Second pro tip: a leader might be more effective at getting things done by focusing effort on the main prize, thus reducing caviling over niggling details, leading either to agreement on the substance, or on finding more than one way for things to do well. Mr Adams sketches these ideas as "two ways to win, no way to lose" and "high ground maneuver," and perhaps he'd like to persuade you to buy his other business strategy books.
At the same time, some of the more effective persuasive techniques he details, and credits Our President with using, are really cleverly packaged logical fallacies.
Consider "many people are saying." Our President uses that in campaign rallies. Journalists like to trot it out as a way of being controversial without revealing their own biases. That's the ad populum fallacy. Your Mom had the perfect counter for that: "and if all the other kids decided to jump off bridges ..." If there is one message people ought to take from Win Bigly, it is that complex, nuanced, and technically correct responses to simple errors put people to sleep. Sorry, I might have just done that myself.
Third pro tip: a leader ought come up with a pithy and correct response. OK, that's what Mr Adams sells as Persuasion Tips 28 and 29 (page 201).
Then consider "If you frequently hear that a thing is true, it biases you to think that there might be something to it" from page 199. Catbert, may I introduce Herr Göbbels. OK, that's a loser, Godwin at one remove. Repetition is a technique anyone can use: perhaps the message of Win Bigly is that finding something simple, effective, and plausible to respond to something simple, effective, and implausible trumps any attempt to roll out complex, nuanced, and technically correct responses. Plus it might keep people awake.
It gets more complicated. Sometimes the easy way to persuade is to deflect and change the subject: for instance, when Chris Cuomo invited candidate Trump either to criticize the Pope or criticize capitalism, the candidate suggested the existence of Islamic State plans to sack Rome and behead the Pope, thus burying any complex, nuanced, and technically correct responses to the struggle between God and Mammon for the balance of the news cycle.

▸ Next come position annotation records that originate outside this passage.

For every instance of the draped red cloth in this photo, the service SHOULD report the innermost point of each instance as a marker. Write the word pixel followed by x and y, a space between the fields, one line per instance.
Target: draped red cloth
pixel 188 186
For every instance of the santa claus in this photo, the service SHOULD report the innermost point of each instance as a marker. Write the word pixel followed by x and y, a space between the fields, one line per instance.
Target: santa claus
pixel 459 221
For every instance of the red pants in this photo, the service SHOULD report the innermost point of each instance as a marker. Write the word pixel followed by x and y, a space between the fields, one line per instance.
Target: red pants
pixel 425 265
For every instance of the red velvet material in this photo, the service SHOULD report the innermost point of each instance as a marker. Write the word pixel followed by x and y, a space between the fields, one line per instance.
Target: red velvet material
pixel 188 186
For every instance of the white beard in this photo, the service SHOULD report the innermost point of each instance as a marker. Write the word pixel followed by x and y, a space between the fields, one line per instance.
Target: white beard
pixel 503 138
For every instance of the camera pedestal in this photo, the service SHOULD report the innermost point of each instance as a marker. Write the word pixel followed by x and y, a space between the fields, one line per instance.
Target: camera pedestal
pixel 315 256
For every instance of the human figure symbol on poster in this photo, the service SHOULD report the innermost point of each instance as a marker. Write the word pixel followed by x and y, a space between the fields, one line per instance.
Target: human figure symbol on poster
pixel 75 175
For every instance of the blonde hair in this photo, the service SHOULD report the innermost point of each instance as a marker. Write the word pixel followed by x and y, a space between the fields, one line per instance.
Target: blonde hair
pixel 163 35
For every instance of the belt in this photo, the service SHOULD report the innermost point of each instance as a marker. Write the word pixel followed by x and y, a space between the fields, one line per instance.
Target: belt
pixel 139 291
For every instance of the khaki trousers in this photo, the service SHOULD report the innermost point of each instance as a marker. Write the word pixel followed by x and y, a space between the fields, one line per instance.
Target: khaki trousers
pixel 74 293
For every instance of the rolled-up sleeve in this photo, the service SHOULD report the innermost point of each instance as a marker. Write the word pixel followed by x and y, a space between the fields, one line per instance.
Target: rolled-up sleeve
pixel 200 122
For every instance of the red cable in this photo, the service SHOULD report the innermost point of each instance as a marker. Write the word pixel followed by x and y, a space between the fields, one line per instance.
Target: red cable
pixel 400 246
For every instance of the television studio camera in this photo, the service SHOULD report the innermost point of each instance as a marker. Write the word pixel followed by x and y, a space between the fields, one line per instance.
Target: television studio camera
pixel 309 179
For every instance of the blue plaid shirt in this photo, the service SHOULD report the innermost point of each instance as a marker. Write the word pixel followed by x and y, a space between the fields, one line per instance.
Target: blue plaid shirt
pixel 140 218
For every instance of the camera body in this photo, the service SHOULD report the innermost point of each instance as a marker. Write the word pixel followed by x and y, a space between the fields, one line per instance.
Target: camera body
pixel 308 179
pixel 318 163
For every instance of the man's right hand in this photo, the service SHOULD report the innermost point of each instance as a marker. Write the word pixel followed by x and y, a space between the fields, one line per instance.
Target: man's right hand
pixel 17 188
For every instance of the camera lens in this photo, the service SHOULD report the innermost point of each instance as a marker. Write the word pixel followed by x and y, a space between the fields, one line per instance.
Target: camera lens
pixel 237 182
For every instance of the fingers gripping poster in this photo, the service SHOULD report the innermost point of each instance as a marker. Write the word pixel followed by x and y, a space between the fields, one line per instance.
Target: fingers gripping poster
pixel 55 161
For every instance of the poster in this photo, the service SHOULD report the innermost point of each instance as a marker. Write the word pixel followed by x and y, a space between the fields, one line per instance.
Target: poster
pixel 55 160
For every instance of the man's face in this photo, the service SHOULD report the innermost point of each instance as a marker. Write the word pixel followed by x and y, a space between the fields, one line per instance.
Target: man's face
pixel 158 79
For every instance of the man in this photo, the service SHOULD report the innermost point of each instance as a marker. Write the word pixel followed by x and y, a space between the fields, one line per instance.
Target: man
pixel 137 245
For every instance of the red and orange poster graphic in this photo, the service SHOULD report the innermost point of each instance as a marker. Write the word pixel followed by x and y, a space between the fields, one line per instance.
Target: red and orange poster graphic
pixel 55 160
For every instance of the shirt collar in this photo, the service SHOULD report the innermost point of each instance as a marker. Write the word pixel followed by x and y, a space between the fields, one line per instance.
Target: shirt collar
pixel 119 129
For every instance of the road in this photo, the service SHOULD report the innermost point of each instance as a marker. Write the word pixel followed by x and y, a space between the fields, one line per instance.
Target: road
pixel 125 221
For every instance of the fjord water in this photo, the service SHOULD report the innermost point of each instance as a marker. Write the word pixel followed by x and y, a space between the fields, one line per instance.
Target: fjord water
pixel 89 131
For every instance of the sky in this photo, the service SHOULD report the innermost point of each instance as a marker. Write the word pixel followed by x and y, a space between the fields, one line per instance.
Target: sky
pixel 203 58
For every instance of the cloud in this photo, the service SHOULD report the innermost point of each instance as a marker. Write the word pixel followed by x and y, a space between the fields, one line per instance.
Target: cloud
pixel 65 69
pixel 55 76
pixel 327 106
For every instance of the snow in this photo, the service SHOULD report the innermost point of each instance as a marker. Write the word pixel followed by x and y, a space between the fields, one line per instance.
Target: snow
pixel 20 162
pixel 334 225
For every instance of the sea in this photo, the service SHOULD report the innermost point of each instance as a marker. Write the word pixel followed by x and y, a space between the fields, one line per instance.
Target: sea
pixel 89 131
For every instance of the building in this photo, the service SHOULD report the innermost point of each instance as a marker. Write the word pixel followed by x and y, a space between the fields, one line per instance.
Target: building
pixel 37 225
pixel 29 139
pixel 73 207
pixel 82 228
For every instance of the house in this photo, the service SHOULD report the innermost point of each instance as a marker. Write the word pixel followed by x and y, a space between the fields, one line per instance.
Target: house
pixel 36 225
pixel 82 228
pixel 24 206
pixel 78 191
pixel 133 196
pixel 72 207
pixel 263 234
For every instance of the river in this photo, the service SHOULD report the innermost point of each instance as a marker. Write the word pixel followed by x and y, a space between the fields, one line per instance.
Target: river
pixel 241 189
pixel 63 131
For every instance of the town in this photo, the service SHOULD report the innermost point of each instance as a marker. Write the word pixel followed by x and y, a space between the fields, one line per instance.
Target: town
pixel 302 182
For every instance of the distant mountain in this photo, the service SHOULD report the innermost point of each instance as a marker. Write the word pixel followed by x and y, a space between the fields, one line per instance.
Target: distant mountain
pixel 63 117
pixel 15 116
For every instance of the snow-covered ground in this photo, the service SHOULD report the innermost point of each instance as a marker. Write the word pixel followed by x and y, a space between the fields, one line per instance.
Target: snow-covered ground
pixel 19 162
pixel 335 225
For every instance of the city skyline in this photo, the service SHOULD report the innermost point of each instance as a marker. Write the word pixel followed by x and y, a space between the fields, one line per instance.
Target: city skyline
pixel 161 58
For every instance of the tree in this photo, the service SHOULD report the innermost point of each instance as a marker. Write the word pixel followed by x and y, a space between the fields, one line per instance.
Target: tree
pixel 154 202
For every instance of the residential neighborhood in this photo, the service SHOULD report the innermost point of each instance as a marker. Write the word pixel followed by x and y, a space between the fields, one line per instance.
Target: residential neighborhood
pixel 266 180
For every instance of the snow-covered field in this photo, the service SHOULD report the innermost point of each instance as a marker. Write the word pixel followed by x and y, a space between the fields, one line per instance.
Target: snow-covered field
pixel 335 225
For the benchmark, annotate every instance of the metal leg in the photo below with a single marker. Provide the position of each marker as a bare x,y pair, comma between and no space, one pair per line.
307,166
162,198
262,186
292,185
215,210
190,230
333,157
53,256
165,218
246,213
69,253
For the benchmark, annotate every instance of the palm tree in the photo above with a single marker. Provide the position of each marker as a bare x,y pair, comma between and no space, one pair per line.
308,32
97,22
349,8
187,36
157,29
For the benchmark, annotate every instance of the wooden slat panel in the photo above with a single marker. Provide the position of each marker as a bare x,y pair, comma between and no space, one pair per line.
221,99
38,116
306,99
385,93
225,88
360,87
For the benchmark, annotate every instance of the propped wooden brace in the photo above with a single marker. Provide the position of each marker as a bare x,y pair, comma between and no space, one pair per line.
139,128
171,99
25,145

But that might not be as effective as granting part of the criticism, then noting that it's a learning opportunity. Consider broken smart 'phones or Tylenol tampering or a search for improved practices.
But again, there's that balance between simple and convincing, contrasted with complex and technically correct.
Final pro tip: the intellectual thinkers, dear reader, might be too bogged down in the subtleties of their gardens -- whether as a pitchman for a product, or a politician stumping for votes, or as a scholar circulating a paper for peer review.